Calling all software equity research analysts part 2
The recent post about the impact of the Canadian dollar on local software firms generated a bit of traction with at least one Canadian software and services analyst. He thinks the Euros’ performance will mitigate part of the issue that continues to come from the rising US$.
Here are the recent US/CDN$ exchange rate figures:
Average for 2004: 1.302
Average for 2005: 1.216
Average for 2006: 1.134
As at May 31, 2007: 1.069
If Canadian-based software firm X reports in US$ but has a majority of their employees in this country, labour just became alot more expensive.
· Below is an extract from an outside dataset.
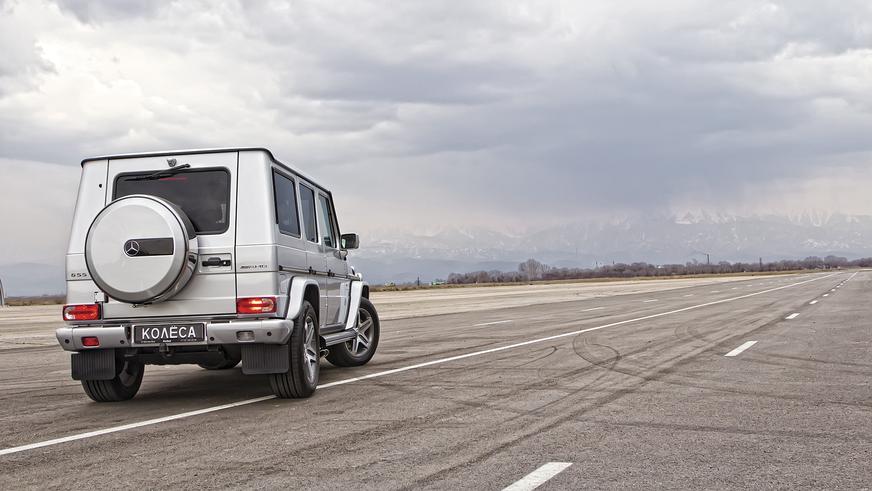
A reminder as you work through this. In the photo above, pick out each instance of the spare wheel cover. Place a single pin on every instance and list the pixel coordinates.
(141, 249)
If your CDN-based R&D (or SG&A) budget was a static C$10MM, that means in US$ it appeared on your financial statements as:
2004: US$7.68 million
2005: US$8.22 million
2006: US$8.82 million
2007: US$9.35 million
If we assumed that the May 31st exchange rate was the average for the year, the 2004 era C$10MM R&D budget now appears to be 21.8% more expensive when reported in US dollars, even though it actually shrank in real dollars (think of inflation, increasing benefit costs, etc.).
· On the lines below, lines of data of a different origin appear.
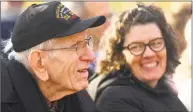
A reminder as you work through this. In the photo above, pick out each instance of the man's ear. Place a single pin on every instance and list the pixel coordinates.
(37, 63)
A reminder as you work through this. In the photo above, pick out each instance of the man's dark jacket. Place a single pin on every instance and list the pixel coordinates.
(20, 93)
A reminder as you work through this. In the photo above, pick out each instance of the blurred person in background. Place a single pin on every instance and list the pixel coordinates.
(139, 52)
(181, 14)
(9, 12)
(51, 53)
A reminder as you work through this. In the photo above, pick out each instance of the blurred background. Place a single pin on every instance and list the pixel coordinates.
(178, 14)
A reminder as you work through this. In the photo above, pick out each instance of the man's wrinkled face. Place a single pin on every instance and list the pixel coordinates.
(67, 68)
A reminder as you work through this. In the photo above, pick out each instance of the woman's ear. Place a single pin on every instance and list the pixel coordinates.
(37, 64)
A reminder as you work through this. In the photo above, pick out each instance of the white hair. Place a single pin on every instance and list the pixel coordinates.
(22, 57)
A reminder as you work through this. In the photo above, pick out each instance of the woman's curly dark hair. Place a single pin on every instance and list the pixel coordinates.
(111, 44)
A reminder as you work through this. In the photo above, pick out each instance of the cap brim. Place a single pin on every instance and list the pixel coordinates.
(83, 25)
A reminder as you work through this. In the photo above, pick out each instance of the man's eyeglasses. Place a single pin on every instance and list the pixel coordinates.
(138, 48)
(80, 46)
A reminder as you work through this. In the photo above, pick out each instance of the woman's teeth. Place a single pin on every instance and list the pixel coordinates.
(150, 65)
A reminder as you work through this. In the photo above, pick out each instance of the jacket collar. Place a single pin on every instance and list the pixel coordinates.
(26, 88)
(161, 88)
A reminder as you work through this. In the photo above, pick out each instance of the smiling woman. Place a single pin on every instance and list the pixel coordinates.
(138, 52)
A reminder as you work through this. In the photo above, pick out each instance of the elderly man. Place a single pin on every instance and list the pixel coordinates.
(49, 68)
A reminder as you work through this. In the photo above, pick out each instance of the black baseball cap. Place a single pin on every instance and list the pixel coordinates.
(41, 22)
Imagine what this means for Waterloo-based Open Text and their US$88 million quarterly opex budget (R&D was US$21MM) if profit in the most recent quarter was only US$5.9 million, for example.
If anyone can remember why Canadian-based software firms were told it was a good idea for them to report in US$, consider the consequences today, particularly if a majority of the firm’s revenue doesn’t come from the USA. What’s makes this all so muddy is the impact of the Euro’s swings. If your quarterly revenue grew by 7% in US dollars, but only 3% in Canadian dollars, should shareholders be happy or sad?
Is the US$ the global benchmark any longer, and does it serve local investors well when the impact of currency swings is more immediately material to revenue growth and/or profitability than the affect of a new product launch?
I’m not looking forward to the fall earnings cycle.